The story of the legendary dog is also that of Hollywood and the ever-evolving entertainment business. Before Hollywood became associated with film making, it was largely undeveloped, with a smattering of ranches and orange groves. By the end of the 1930s, it was a bustling part of Los Angeles, a Mecca for aspiring movie stars, directors, and producers. The original Rin Tin Tin lived 13 years, but Lee Duncan kept him alive by continually promoting the dog’s pedigreed offspring with limited success. The canine hero was reincarnated in the 1950s by ABC in “Adventures of Rin Tin Tin” starring Jim Brown and Lee Acker alongside Rin Tin Tin IV (or reasonable facsimile thereof). The show ran for four years and Duncan, nearing the end of his life, was only marginally involved. He would have been shut out altogether had it not been for Bert Leonard, an executive with Columbia Pictures whose story is inextricably linked with Duncan’s. Orlean’s discovery of Leonard’s involvement with Duncan and Rinty is a fine example of investigative journalism. She had heard the name, Bert Leonard, but had been unable to learn much about him until reading his obituary. This piece of luck led her to a treasure trove of documents about Rin Tin Tin, “Rin Tin Tin”, Lee Duncan, and others, including plaintiffs and defendants in the tangle of litigation which left Leonard penniless and homeless while he slowly died from cancer.

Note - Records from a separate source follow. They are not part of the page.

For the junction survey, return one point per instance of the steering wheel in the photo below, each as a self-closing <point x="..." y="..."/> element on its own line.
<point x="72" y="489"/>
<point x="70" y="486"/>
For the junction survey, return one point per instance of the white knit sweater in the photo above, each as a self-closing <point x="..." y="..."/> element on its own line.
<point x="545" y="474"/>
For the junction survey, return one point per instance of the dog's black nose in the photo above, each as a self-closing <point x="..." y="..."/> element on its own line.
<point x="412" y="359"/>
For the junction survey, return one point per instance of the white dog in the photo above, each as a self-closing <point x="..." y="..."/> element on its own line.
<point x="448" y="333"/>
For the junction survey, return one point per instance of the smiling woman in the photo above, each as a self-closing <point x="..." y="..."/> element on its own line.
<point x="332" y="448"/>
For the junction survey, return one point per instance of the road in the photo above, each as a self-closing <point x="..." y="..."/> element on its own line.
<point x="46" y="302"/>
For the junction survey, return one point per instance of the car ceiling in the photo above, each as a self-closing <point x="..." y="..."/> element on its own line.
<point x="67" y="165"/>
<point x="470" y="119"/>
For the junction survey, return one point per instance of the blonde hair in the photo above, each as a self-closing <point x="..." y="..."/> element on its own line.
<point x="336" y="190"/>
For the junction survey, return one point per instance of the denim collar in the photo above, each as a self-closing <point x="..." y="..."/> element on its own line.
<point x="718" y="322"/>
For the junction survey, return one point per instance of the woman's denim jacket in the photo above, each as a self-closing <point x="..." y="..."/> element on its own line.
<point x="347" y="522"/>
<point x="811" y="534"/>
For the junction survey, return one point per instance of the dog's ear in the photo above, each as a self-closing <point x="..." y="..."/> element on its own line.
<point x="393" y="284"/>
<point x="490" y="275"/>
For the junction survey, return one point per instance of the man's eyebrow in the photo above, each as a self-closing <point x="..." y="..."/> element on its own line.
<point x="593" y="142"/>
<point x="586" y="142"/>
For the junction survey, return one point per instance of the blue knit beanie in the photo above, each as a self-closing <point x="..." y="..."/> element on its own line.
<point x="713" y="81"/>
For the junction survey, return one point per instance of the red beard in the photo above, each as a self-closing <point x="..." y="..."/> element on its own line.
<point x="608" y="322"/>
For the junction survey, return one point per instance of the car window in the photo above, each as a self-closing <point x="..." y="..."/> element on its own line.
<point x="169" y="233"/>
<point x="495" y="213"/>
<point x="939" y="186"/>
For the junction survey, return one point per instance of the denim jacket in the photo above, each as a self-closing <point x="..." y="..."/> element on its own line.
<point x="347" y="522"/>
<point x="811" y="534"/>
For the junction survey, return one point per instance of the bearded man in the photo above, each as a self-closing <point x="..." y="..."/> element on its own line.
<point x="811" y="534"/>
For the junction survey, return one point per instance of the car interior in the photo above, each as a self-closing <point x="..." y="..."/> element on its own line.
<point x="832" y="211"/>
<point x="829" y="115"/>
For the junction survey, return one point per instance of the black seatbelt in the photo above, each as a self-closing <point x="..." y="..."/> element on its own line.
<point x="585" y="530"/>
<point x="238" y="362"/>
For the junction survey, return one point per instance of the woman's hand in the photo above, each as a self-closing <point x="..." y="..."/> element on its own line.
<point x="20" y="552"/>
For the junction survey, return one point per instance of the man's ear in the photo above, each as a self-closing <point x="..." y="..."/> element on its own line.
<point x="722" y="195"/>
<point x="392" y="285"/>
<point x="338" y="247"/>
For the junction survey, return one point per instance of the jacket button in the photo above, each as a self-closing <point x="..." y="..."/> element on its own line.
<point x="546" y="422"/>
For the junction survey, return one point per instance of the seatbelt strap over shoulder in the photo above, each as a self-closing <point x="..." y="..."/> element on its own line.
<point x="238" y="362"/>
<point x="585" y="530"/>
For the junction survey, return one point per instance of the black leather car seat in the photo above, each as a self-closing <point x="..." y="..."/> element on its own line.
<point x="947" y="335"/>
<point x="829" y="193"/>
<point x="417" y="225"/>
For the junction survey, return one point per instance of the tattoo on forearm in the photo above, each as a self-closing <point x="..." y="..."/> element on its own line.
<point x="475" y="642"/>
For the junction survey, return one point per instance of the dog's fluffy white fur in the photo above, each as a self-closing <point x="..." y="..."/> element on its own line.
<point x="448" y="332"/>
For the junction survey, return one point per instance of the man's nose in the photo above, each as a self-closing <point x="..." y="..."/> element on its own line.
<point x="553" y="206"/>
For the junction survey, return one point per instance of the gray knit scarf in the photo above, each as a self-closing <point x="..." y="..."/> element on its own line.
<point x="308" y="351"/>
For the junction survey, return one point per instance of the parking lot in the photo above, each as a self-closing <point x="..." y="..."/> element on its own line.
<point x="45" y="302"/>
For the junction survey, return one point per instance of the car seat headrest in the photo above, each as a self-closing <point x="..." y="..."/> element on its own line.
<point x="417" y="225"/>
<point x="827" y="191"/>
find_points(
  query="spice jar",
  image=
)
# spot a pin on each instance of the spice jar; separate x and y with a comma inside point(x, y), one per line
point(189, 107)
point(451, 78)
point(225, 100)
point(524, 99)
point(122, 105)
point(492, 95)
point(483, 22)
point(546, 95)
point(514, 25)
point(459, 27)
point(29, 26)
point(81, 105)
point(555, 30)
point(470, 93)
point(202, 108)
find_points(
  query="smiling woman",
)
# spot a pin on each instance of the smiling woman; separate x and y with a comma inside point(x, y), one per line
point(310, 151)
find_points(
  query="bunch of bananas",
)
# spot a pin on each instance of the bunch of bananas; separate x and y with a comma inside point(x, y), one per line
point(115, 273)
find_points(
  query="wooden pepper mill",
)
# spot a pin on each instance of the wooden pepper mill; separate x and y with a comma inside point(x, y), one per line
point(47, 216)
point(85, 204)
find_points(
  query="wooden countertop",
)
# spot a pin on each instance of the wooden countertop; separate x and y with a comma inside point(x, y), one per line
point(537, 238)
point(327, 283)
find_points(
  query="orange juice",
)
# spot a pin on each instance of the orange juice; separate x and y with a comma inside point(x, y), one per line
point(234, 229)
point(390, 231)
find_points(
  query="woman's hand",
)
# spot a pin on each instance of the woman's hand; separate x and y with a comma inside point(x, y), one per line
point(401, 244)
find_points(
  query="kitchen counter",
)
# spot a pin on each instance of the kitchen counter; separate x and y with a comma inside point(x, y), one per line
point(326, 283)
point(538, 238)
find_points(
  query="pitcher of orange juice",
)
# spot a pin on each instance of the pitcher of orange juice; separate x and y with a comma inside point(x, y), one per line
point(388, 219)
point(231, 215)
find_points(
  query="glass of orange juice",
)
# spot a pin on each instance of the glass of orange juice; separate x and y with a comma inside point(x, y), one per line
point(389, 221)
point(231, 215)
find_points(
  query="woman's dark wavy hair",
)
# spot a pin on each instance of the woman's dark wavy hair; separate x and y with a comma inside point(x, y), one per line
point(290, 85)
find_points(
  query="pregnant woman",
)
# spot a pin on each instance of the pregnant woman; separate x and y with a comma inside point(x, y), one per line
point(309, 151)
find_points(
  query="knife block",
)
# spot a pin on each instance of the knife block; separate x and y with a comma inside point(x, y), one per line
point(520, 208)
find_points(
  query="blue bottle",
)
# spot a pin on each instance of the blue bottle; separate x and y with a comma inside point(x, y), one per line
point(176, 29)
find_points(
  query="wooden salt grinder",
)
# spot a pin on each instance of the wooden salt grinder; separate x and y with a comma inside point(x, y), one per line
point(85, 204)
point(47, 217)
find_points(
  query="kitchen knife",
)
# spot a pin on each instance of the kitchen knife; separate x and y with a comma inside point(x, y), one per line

According to legend, the original Rinty could clear an 11 foot hurdle and follow Duncan’s complicated voice commands. Sadly, most of his silent films are lost forever because no one thought to preserve them. What we know of these films is what can be pieced together from existing historical records. As talented as the original Rin Tin Tin was, his progeny were not the stuff of legends, however, and so a number of stand-ins played the part of “Rin Tin Tin” while Lee Duncan, took Rin Tin Tin’s offspring on publicity tours and visits to schools and orphanages. It was Leonard’s job to work the studio deals and find the sponsors. He was a man of vision and enthusiasm who was never able to hang onto success due to numerous character weaknesses. Leonard could easily have taken advantage of Duncan, but protected him and his interest in the Hollywood phenomenon instead, probably to his own detriment.
After Lee Duncan’s death, ownership of the rights to “Rin Tin Tin” as well as the pedigreed progeny and fan club became the objects of lengthy and expensive lawsuits. Lee Duncan famously said, “There will always be a Rin Tin Tin.” Susan Orlean, in writing this book has rekindled interest in “the greatest dog ever”. If Rin Tin Tin the book is made into a movie, there is an excellent chance that the many-headed litigation monster will reawaken, and the legend will become a myth.